If James Bond had been a lonesome, wandering cowboy, Summer Wine may well have been his theme tune.
Summer Wine – Nancy Sinatra & Lee Hazlewood
This version of Summer Wine wasn’t the first one Hazlewood had recorded with a female sparring partner – the first version features little-known actress Suzi Jane Hokom – but the better-known take, using the original backing track slowed down to treacle-wading levels of sluggishness, is the one you need.
Road-worn and roughed up, yet clean and pretty, it’s the perfect summation of all things Lee ‘n Nancy. The ping-ponging vocals – she crystal clear and high registered, he singing from the soles of his grit covered cowboy boots – sound like they’ve been recorded in separate studios and miles apart, yet they’re woven together into a time-shifting storyline of mutual seduction with a twist in its tail. Lee is the silver-spurred outlaw, a stranger in town that jingles his way into the consciousness of bored local flirt Nancy. Together, (adopts Hart To Hart voiceover) it wasn’t quite moida, but (spoiler alert!) Lee awakes after a night of metaphorical summer wine to find both Nancy and his boots have gone.

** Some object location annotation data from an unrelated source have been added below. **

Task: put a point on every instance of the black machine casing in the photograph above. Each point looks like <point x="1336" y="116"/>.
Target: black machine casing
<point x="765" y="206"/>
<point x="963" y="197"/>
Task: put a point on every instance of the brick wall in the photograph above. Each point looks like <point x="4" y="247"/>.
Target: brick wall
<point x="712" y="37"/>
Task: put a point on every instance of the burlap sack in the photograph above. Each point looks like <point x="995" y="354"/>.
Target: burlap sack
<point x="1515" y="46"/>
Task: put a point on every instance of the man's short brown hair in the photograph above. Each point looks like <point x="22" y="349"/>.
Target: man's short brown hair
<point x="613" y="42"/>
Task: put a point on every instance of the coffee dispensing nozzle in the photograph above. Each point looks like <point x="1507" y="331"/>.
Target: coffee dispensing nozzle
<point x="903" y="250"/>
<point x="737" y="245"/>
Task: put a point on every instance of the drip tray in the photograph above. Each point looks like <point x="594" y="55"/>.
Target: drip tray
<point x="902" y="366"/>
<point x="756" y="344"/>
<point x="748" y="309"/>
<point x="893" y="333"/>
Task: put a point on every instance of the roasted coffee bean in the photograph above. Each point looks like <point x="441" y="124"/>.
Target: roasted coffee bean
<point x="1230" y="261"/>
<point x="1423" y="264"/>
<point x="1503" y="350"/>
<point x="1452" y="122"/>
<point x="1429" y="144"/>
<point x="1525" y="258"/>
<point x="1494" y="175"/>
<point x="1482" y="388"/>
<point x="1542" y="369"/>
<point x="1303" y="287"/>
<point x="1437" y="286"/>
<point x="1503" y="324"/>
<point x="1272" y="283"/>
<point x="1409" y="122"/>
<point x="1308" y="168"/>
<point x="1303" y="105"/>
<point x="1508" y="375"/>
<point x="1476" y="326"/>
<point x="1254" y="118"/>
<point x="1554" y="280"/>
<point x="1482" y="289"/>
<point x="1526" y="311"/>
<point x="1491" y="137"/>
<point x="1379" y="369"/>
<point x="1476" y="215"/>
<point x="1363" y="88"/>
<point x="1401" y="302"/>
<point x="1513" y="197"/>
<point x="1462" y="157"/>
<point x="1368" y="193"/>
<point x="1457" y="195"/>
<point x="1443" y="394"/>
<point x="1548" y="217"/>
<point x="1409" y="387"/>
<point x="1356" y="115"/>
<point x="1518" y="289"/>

It’s a great record, from the sweeping strings that droop and divebomb in direct proportion to Hazlewood’s handlebar moustache to the honeyed brass section that vamps its way towards John Barry’s signature Bond riff hoping that no-one, least of all Barry’s lawyers, will notice. The assembled musicians, most likely members of the Wrecking Crew although information on that is scant to non-existent, strum, scrape and snap their way through it, laid back and louche, melancholic cowboy noir in a clip-clopping minor key. Stirring stuff.
Summer Wine is practically a standard these days and has been recorded by many.
Lana del Ray and her then-partner, Barrie-James O’Neill (from Scots nearly-weres Kassidy) soundtracked a terrific home video of hazy Californian beaches, Laurel Canyon porches and windswept hair with their take on the track. Adding the audio to the visuals makes the video feel like some bleached-out, drawn-out Hollister advert, but don’t let that discourage you from what is a great version. Lana’s suitably femme fatale-ish vocals; sultry, close-miked and just on the right side of huffy are a good foil for O’Neill’s tobacco-coated Scots’ croon. Extra points for the none-more-Lee moustache.